❃Bölüm 4 - 'Nefes'

955 60 14
                                    

Multimedia'da Esila Markal.

Birdy-Skinny Love

** ** **

Bir saat, on iki dakika... Ve

On üç...

Tam bir saat, on üç dakikadır azar yemekle meşgulüm.

''Nasıl bana söylemezsin? Kaç gündür meraktan öldüm.''

''Bir gün bu yüzden elimde kalacaksın.''

''Seni geberteceğim.''

Kısır bir döngü içinde dönüp dolaşan cümleler ve benim guruldayan karnım dışında bir ses yoktu evde. Birde evin içinde volta atan ayak sesi...

''Yeter.''dedim, dayanamayarak.

''Konuştuğuna göre, şimdi bana en başından neler olduğunu anlat.''

''Allah aşkına bir sus.''dedim, oflayarak.

''Konuşman için bunu yapmam gerekiyordu.''deyip, üzerime atladı. Sarılıp ağlarken ''Seni çok özledim, gökkuşağım benim. '' dedi.

''Hey, ağlama.''

Üzerimden kalkıp burnunu çekerken gözlerini sildi.

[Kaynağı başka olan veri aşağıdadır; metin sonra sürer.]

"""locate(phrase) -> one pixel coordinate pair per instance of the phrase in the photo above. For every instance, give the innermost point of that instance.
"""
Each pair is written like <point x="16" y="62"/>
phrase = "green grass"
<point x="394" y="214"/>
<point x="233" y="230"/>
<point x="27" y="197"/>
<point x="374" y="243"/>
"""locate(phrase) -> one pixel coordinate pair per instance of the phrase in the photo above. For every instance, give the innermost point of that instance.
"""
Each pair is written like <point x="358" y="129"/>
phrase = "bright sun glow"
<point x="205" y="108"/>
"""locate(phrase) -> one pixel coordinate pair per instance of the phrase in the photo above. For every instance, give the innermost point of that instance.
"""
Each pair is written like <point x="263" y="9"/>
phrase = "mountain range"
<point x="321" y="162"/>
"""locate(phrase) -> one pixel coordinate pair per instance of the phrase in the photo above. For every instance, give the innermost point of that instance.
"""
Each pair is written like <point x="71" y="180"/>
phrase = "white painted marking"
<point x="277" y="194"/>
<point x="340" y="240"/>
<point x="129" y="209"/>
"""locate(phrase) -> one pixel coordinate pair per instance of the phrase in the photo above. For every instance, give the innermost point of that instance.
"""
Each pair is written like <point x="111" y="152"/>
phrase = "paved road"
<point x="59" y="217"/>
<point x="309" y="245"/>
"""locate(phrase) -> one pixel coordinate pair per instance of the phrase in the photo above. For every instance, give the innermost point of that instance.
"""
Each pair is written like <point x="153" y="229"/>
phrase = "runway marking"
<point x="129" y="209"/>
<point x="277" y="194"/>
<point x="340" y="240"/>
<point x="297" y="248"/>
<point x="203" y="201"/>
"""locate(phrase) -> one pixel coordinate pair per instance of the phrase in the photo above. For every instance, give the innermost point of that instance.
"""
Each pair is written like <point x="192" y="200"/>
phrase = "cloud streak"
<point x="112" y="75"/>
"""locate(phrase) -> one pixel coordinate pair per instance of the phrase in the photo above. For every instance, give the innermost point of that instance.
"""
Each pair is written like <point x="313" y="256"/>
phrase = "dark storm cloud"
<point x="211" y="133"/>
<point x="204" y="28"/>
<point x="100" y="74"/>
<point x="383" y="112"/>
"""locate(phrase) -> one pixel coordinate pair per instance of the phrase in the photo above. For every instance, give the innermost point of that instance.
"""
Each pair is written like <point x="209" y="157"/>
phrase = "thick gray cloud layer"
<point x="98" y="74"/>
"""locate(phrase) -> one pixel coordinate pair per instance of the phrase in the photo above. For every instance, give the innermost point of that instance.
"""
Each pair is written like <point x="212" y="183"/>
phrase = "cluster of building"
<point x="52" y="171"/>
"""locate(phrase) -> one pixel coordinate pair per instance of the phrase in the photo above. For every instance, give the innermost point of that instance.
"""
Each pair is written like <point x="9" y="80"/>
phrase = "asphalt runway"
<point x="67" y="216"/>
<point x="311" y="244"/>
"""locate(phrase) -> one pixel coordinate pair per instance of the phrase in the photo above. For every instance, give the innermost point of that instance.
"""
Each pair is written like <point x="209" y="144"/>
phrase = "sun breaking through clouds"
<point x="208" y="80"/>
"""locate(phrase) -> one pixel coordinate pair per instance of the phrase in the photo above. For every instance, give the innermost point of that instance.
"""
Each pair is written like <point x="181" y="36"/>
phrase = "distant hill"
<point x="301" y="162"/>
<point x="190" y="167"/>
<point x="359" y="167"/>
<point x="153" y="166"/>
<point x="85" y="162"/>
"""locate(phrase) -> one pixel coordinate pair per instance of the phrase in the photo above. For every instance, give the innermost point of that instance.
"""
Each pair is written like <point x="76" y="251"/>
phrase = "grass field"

''Evet, şimdi anlatıyorsun.''dedi, biraz önce hiç ağlamamış gibi gülümserken.

O hep böyleydi. Ani duygu değişimlerine sahip sevimli arkadaşım benim. Bense onunla ağır bir tezatlık içindeydim. Bir şey yaşarsam onu atlatmak için büyük çabalar harcamam gerekirdi. Onunda unutmadığını biliyordum. Sadece üzerini örtüyordu acılarının. Evet, o benim bu yaşıma kadar arkadaşım olan tek insandı. Esila .Esila'nın, Teoman'nın ve benim babalarımız iş ortağı olduğu için birlikte büyümüştük. Esila bu dünyada en çok değer verdiğim insanlardan birisiydi.

''Tamam, ben bir kahve getireyim.''dedim, yanağından makas alırken.

''Sana şunu yapmamanı kaç defa söylemem gerekiyor.''dedi, homurdanarak. Bundan nefret ederdi.

Gülerek kahveleri hazırlayıp tekrar salona döndüm.

''Evinde nasıl televizyon olmaz.''dedi, hayretler içinde. ''Ve internet bile yok.''kafasını onaylamazcasına sallayıp kahvesini tepsiden aldı.

''İnternetin, sanırım yarın falan bağlanması gerekiyor. Ve televizyon, izlemediğimi biliyorsun.''dedim.

''Bundan sonra burada yaşayacaksın. Bu sürekli benim buraya gelecek olmam demek. Sende bu yüzden buraya televizyon almak zorundasın.''dedi, sanki bilimsel bir deney çözüyormuş edasıyla. Gülümseyip başımı salladım. Bu onun ikna yöntemlerinden biriydi. İnsanların önüne tezler sürmek.

''Evet, konumuza dönelim. Dökül.''dedi, kahvesini kanepenin kenarına koyarken.

Bu konuyu anlatacak olmamdan dolayı yüz hatlarım sinirle gerilmişti adeta. ''Biliyorsun ki biz Teo'yla çıkıyorduk...'' başını evet anlamında salladı. ''ama beni aldattı.''

''Ne! Nasıl!  İnanamıyorum! My got!''gibi şaşırma nidaları atması kahve fincanının yere düşüp parçalara ayrılmasıyla sona erdi.

Yere düşen fincana aldırmadan ''Hem de Erna ile...'' deyip, ağlamaya başladım. Onları yatakta sarmaş dolaş olarak gördüğüm tüm görüntüler gözümün önünden bir film şeridi gibi geçiyordu. Esila yanıma gelip kollarını bana doladı.

''Üzgünüm, seni anlatmaya zorladığım için.''dedi, kollarını bana daha sıkı sararken.

''Bana ne dedi biliyor musun? 'Bu ilk kez değildi' dedi Esila. Uyandır beni bu kâbustan.''dedim, içimi çekerek.''Neden bana bunu yaptı? Çirkin miyim ben? Neden sadece erkekliğini düşündü? Ben onunla böyle şeyler yapmadığım için yaptı, değil mi? Neden, Esila neden? '' elime yine fırlatacak bir şey aldığımda, hemen elimden aldı.